In July 2019, council governance staff at all 79 councils were sent a survey requesting information on the level of support provided to councillors for items such as information technology, travel costs, training and childcare (Appendix 1).
This included providing expenses data for the 2017/18 financial year, confirming the types of resources provided to councillors such as vehicles and office space, and providing data on technology including mobile phone plans. The Inspectorate received responses from governance staff at 76 councils.
The following month, all mayors and councillors were sent a survey seeking their opinions on matters of councillor allowances, resources and facilities, and expense reimbursement (Appendix 2). Responses were received from 187 councillors and 39 mayors, representing nearly 40% of those contacted.
Apart from requesting input on their allowance and level of support from council, the anonymous survey also gained some interesting insights into the councillor role with questions on the percentage of time spent on tasks such as reading meeting agendas and administrative work, time dedicated to the role and current employment status.
The survey results showed that councillors are largely content with the resources and facilities provided to them but there were comparatively greater levels of discontent with the allowance they receive.

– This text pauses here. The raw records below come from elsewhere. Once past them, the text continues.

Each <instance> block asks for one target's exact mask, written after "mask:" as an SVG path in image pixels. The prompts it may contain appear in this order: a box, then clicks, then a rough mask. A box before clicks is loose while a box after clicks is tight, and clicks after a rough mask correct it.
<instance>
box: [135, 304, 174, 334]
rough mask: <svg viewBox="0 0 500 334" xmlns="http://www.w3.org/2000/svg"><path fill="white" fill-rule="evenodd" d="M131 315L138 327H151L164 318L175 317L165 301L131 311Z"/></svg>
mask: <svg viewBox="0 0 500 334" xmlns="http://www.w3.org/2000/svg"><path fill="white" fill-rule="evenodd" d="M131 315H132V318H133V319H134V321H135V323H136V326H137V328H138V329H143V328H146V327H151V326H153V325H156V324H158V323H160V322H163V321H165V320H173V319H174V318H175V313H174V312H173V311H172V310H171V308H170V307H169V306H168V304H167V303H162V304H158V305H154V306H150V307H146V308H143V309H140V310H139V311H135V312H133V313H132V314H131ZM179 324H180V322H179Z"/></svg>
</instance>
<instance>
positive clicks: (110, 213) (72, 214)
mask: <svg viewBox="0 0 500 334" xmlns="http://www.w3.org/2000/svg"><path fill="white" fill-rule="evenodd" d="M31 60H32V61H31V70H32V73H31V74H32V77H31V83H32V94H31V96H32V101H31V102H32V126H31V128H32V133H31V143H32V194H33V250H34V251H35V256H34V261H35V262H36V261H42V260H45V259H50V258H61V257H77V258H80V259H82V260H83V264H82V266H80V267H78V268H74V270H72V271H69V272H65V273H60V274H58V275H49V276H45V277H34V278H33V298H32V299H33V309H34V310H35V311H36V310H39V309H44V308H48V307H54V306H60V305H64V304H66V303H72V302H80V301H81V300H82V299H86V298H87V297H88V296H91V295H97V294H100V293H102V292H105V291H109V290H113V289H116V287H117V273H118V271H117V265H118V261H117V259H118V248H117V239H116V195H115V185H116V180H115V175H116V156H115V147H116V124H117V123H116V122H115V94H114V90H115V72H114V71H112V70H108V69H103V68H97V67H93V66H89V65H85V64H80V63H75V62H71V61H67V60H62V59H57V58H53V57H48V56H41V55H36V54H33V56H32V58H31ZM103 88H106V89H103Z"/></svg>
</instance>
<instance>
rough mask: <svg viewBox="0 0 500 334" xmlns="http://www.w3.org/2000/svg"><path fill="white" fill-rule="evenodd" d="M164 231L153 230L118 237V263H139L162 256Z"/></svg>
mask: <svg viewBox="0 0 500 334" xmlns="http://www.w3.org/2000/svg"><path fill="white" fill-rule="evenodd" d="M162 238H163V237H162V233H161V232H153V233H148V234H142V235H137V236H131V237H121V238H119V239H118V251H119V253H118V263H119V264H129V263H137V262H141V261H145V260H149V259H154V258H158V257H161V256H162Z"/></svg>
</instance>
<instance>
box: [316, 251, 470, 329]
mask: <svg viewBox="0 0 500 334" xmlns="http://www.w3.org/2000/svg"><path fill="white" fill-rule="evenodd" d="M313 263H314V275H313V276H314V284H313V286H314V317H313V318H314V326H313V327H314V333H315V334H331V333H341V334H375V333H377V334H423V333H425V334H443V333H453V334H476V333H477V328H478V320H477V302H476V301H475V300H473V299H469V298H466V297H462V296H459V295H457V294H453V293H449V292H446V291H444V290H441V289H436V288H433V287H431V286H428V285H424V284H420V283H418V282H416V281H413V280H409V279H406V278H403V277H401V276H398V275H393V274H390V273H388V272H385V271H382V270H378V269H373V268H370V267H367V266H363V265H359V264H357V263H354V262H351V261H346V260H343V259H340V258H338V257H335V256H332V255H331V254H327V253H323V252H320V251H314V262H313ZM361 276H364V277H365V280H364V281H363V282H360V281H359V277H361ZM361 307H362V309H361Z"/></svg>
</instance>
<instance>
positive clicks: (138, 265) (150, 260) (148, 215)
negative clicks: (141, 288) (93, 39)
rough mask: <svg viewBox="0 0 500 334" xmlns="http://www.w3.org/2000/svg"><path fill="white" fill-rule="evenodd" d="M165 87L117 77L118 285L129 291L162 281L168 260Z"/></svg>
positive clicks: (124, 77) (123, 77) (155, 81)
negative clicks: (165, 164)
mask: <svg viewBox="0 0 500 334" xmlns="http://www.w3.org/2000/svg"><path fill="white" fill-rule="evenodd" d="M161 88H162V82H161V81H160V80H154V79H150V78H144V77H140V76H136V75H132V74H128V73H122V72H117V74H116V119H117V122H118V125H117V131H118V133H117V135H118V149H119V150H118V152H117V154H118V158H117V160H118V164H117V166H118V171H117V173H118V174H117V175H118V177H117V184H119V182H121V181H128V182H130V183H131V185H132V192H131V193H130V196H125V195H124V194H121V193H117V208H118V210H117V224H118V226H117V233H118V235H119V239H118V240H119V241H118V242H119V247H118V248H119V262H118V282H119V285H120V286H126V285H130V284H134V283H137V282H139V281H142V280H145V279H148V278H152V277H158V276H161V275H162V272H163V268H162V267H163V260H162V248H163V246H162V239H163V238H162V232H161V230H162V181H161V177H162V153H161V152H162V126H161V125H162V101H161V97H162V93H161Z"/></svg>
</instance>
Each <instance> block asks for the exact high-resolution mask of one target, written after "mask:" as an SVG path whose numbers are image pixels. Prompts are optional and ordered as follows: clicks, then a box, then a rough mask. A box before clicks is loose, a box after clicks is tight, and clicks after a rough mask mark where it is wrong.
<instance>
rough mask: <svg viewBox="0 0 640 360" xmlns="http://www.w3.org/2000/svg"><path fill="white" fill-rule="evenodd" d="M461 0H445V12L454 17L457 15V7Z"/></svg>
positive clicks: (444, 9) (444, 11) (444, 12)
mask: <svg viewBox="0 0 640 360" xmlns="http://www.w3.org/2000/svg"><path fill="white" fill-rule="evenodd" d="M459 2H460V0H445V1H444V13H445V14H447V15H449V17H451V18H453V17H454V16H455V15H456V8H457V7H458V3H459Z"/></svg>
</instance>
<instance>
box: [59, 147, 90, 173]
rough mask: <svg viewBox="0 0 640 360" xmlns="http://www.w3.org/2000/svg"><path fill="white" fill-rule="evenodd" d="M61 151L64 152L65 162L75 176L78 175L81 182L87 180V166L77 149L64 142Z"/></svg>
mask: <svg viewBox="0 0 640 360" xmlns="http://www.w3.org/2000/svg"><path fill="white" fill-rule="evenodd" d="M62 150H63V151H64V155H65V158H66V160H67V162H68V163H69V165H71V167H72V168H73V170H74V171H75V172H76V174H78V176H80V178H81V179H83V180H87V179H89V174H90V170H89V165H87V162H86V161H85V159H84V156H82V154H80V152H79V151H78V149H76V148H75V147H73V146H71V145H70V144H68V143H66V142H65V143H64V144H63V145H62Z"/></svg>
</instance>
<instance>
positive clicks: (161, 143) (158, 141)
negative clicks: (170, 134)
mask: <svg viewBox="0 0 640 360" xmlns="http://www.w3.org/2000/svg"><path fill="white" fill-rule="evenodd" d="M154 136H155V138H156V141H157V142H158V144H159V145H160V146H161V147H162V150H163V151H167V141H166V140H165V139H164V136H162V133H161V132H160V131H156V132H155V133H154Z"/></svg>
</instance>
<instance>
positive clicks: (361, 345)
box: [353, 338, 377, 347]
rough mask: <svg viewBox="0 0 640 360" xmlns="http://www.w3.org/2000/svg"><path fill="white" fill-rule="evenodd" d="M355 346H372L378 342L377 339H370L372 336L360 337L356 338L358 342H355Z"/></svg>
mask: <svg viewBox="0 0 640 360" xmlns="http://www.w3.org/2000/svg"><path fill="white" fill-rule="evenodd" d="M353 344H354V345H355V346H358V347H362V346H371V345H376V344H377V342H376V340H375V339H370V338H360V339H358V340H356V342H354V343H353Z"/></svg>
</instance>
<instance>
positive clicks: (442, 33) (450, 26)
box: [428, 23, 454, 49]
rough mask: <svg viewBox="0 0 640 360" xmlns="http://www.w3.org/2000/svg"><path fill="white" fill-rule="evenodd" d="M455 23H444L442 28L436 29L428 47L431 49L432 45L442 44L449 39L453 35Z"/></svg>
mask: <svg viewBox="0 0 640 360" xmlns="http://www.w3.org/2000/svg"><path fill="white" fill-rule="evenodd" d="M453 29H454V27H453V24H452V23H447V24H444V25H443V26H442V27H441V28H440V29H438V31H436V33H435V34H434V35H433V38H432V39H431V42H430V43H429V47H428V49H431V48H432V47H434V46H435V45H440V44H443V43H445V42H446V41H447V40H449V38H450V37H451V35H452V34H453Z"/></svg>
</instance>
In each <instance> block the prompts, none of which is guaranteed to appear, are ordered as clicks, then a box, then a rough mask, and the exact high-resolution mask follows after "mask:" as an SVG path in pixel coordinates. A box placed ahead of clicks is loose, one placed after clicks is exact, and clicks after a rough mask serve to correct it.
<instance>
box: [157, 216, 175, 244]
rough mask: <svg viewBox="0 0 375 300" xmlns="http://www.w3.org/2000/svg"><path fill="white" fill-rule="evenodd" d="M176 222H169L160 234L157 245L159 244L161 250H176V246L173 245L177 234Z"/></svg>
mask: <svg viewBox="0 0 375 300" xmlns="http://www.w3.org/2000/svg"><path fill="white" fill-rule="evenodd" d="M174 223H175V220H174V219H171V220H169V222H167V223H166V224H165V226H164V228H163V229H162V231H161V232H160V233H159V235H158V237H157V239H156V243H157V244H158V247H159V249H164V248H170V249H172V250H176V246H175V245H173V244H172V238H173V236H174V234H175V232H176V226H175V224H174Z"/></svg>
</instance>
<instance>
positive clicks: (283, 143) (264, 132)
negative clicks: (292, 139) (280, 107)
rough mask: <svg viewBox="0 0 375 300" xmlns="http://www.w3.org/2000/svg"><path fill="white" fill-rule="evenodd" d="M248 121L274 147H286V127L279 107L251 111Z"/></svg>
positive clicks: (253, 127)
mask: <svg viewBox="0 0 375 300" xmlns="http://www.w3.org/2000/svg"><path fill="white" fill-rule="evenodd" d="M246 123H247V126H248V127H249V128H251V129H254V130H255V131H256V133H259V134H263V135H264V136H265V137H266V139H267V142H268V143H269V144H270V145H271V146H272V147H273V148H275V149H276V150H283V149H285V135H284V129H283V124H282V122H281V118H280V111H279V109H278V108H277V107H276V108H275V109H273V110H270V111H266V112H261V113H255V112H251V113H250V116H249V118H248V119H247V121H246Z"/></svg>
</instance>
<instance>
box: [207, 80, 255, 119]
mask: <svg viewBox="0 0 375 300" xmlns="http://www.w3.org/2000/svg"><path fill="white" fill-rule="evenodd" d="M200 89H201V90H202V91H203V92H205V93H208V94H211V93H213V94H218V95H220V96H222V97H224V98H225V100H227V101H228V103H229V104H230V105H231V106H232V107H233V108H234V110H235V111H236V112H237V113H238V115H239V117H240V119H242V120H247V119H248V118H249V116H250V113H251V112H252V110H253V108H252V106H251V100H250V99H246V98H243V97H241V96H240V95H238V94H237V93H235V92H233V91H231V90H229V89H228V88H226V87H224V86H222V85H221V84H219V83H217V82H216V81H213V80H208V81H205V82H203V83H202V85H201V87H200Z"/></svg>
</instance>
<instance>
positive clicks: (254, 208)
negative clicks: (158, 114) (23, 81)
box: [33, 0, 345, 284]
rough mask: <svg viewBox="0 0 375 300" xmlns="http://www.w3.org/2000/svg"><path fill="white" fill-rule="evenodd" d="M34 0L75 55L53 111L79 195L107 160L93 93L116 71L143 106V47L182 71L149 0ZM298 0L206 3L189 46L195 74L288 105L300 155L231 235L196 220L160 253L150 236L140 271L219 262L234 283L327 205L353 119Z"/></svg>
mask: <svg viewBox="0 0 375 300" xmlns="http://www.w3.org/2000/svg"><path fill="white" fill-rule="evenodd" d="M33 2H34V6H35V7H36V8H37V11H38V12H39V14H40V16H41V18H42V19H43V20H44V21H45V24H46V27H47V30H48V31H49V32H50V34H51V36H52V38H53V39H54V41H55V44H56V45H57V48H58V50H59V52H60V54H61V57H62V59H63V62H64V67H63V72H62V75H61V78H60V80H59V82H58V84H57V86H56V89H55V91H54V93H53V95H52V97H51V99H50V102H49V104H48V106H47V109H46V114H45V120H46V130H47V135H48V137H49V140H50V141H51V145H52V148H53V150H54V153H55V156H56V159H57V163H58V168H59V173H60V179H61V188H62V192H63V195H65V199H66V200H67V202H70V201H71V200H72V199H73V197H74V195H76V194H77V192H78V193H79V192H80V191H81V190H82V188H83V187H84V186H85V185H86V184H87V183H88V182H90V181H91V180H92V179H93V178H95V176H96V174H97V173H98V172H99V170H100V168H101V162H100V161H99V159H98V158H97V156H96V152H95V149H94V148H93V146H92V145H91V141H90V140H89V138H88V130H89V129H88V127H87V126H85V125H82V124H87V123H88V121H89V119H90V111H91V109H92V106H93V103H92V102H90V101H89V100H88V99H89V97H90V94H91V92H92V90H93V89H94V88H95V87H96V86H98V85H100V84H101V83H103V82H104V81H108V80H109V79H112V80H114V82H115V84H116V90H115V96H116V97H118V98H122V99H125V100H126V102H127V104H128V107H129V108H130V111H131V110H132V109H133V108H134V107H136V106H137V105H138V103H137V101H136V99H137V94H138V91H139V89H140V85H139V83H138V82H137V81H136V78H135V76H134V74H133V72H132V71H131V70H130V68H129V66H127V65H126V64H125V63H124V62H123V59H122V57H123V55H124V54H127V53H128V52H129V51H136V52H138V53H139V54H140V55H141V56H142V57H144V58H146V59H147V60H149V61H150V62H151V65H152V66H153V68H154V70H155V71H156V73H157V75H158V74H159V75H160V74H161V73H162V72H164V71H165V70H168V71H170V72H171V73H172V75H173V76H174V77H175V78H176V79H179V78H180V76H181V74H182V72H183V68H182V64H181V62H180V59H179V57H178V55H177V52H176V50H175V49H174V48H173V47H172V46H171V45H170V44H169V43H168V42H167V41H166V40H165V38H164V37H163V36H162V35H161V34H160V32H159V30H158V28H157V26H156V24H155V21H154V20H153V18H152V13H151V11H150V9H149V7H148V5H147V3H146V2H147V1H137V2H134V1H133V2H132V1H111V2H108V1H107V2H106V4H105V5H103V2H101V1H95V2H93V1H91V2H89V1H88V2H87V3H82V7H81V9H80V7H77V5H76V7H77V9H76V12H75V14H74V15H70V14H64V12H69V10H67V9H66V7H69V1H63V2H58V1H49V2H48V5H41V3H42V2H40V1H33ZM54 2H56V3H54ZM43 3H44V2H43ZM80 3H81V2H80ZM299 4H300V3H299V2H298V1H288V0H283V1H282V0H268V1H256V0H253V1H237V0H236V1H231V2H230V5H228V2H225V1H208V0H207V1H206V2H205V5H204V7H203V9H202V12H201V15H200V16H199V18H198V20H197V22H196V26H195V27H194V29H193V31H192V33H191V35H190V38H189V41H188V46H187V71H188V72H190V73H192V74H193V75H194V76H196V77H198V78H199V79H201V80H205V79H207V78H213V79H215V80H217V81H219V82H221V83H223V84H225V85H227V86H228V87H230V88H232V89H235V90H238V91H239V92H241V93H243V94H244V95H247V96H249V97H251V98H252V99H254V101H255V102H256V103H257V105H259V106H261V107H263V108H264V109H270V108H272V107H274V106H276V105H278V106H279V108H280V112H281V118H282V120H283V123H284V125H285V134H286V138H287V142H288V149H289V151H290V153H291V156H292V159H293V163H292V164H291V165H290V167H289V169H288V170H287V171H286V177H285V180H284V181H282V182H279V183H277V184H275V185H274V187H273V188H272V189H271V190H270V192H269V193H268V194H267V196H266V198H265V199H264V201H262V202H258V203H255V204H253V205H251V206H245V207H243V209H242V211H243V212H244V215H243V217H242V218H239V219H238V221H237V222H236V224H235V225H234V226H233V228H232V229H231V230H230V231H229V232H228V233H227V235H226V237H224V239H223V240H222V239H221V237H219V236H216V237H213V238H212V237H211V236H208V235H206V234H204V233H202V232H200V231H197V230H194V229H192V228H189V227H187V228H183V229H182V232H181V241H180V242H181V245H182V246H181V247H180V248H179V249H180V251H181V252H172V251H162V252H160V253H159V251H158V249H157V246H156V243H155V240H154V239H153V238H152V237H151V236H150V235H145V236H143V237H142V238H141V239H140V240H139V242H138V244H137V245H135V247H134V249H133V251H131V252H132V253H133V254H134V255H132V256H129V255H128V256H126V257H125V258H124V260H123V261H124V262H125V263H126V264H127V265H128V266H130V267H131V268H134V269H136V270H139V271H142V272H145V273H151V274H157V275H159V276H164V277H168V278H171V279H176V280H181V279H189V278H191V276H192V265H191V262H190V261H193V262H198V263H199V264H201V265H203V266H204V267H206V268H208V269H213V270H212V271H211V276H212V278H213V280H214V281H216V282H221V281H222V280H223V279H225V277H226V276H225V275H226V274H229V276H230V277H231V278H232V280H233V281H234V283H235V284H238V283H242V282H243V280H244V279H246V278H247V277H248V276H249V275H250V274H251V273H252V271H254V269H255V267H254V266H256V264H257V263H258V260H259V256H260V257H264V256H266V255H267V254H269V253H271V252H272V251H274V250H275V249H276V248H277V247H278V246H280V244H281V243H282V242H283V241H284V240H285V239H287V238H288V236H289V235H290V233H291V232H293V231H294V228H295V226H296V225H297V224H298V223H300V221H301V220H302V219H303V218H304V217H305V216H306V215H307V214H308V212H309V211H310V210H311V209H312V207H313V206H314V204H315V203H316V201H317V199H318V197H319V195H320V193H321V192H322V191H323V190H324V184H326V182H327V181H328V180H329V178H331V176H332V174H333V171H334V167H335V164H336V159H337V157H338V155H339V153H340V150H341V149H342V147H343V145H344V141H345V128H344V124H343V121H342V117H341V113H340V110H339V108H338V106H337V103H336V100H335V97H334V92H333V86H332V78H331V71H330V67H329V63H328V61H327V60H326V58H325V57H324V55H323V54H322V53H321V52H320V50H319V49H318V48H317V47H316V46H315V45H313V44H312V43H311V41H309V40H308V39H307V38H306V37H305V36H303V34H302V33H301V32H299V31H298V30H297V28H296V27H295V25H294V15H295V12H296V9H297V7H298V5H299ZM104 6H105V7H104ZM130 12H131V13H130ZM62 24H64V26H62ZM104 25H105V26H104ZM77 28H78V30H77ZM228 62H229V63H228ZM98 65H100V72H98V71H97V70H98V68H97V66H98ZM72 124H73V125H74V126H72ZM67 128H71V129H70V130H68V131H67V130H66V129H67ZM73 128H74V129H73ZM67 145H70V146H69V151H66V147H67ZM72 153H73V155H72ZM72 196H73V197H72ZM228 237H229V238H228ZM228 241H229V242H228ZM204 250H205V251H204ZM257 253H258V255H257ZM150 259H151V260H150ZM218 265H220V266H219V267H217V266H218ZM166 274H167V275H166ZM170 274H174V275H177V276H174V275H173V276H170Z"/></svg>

Many councillors and mayors have employment, business and/or family/carer responsibilities, which is reflected in the greatest reported challenge being balancing the role of councillor with work and family/home commitments.
The Inspectorate conducted a separate audit exercise at seven councils in late 2019 and early 2020 with a view to ascertaining whether:
- documented policies and procedures are being followed in practice
- significant deviation from policy and practice exists
- practices meet public expectations
- any significant risks exist
The exercise included an audit of up to six months’ worth of councillor expenses reimbursement documents together with discussions with council personnel involved in the councillor expenses processes.
The audit exercise revealed some deviations from policy in practice, such as claims being submitted outside stipulated periods and incorrect claims forms being used. Some risks such as a CEO’s corporate credit card being used for councillor expenses and claiming expenses by way of petty cash were also identified. Overall, significant deviation from policy and public expectation was not identified.
The outcomes of the audit exercises and these discussions were used to inform recommendations for an expenses policy and updated guidance on expense reimbursement procedures.